GIADA: “Sono sempre la stessa, ma ogni giorno in una versione diversa”

INTERVISTENUOVI TALENTI

Gabriele Lobascio

3/22/20262 min read

1) Nel brano c’è una continua oscillazione tra certezze e possibilità.
Tu oggi ti senti più definita o ancora in movimento?

Mi sento decisamente ancora in movimento.
“Chi sei? (NY)” rappresenta una fotografia di me in un momento preciso, una versione della mia scrittura che oggi, guardandola indietro, definirei quasi “antiquata”, nel senso che la vedo come un passo evolutivo rispetto a ciò che ero prima, ma che ora col tempo sto lasciando alle mie spalle e continuerò imperterrita a cambiare e a trasformarmi per far arrivare in maniera sempre più limpida “quella che sono” alle persone che mi ascoltano…

La mia scrittura (e di conseguenza la me cantautrice) evolve parallelamente alla mia persona. Ogni giorno sono sempre la stessa, ma in una versione leggermente diversa, le sfumature dentro di me si arricchiscono grazie alle esperienze che vivo, alle persone che incontro, alle emozioni da cui mi faccio attraversare negative e positive che siano…

È proprio questo imparare costante, che mi permette di non cristallizzarmi mai del tutto.
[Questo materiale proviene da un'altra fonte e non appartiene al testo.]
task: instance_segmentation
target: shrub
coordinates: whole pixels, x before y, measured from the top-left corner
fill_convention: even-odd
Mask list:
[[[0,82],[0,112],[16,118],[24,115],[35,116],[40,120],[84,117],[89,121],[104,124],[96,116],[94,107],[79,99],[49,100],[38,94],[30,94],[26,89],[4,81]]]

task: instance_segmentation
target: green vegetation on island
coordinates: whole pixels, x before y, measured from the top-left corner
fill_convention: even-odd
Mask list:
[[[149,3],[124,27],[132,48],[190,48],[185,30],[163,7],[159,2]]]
Credo che per me fare musica significhi proprio accompagnare e raccontare il proprio divenire, senza mai pretendere di essere arrivata a una versione definitiva.

2) “Chi sei?” è anche una domanda che nasce dalla distanza.
Quanto è importante per te perdersi un po’ per capire davvero qualcuno?
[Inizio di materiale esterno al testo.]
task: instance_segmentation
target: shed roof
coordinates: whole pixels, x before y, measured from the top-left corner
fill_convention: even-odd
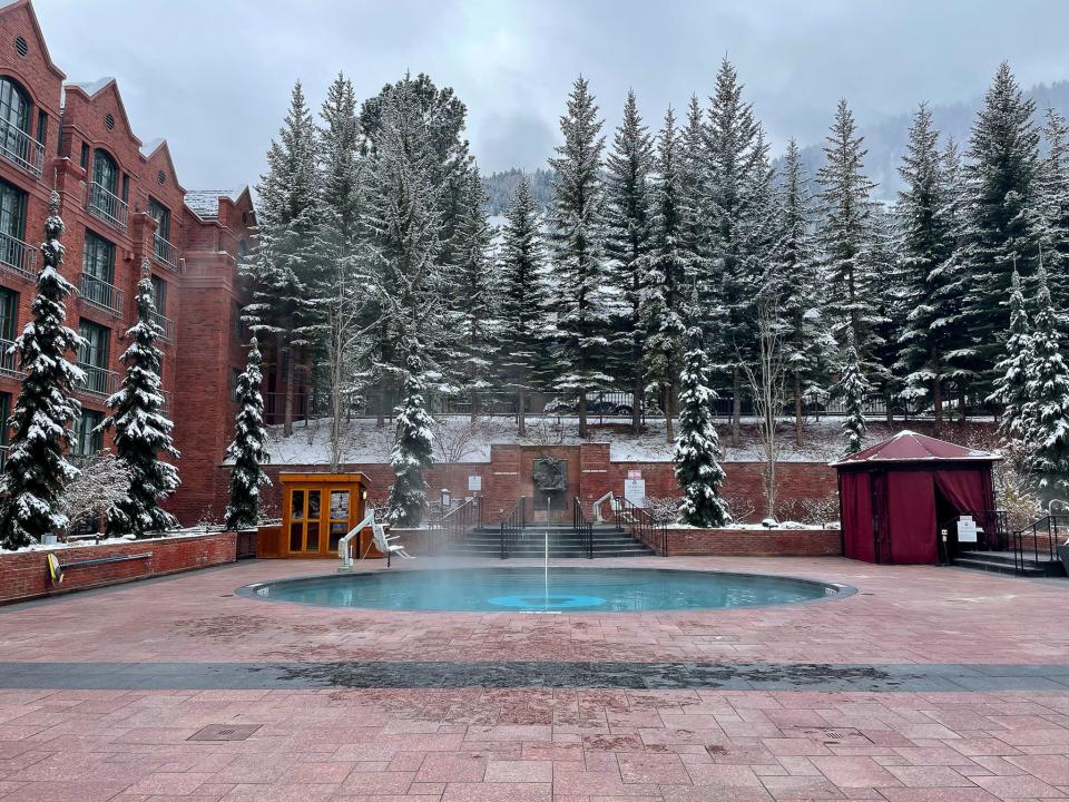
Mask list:
[[[861,466],[873,462],[992,462],[1001,459],[990,451],[958,446],[905,429],[890,440],[844,457],[832,466]]]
Penso che perdersi sia quasi inevitabile e anche necessario quando si vuole davvero conoscere qualcuno, compreso se stessi.
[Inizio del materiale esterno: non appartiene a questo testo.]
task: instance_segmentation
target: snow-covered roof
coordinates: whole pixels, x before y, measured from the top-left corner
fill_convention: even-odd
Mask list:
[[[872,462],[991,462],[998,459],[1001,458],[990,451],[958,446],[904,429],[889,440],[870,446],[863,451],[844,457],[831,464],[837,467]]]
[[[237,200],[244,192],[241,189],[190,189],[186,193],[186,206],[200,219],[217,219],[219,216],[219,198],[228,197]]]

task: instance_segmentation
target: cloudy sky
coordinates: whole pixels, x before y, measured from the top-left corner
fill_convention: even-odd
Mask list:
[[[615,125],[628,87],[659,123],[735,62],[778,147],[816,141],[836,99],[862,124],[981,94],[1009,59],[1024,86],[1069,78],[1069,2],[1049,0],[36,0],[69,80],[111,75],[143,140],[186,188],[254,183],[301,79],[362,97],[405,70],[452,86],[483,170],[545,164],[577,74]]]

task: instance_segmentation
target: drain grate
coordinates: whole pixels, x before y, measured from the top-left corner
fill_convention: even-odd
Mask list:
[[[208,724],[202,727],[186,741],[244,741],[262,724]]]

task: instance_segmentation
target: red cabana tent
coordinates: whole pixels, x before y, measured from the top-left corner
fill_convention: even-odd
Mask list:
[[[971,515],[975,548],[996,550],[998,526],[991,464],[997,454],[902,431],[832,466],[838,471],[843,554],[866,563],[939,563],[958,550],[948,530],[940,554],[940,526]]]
“Perdersi” nasce proprio dal mettersi in discussione, dal chiedersi quanto io stia davvero desiderando le persone che ho davanti, quanto spazio stia lasciando loro nella mia vita, e soprattutto quanto sia disposta a mettermi in gioco.

Smarrirmi emotivamente mi costringe a fare i conti con quanto posso dare davvero, tra limiti e risorse, e quanto sono disposta a farmi vedere per quella che sono senza filtri, abbassando le difese e senza dover reinventarmi per adattarmi all’altro.

Lo vedo come il prezzo da pagare per arrivare a capirsi più nel profondo.

3) New York rappresenta l’ignoto, il futuro.
C’è qualcosa nella tua vita che ti spaventa ma che senti di dover comunque inseguire?

Sì, la musica.

Il mio amore e il mio “sogno-mestiere”: per quanto lo desideri, mi fa paura, perché so che è davvero difficile farsi capire e costruire qualcosa di stabile in un mondo così imprevedibile e competitivo.

Eppure, nonostante questo, mi attrae magneticamente ed è l’unica cosa che voglio fare davvero, il posto nell’universo dove sento di appartenere.

Mi spinge a dedicarmi completamente, a mettermi in gioco ogni giorno e penso proprio che quando qualcosa ti spaventa ma allo stesso tempo ti accende dentro e ti fa sentire viva sia la strada giusta.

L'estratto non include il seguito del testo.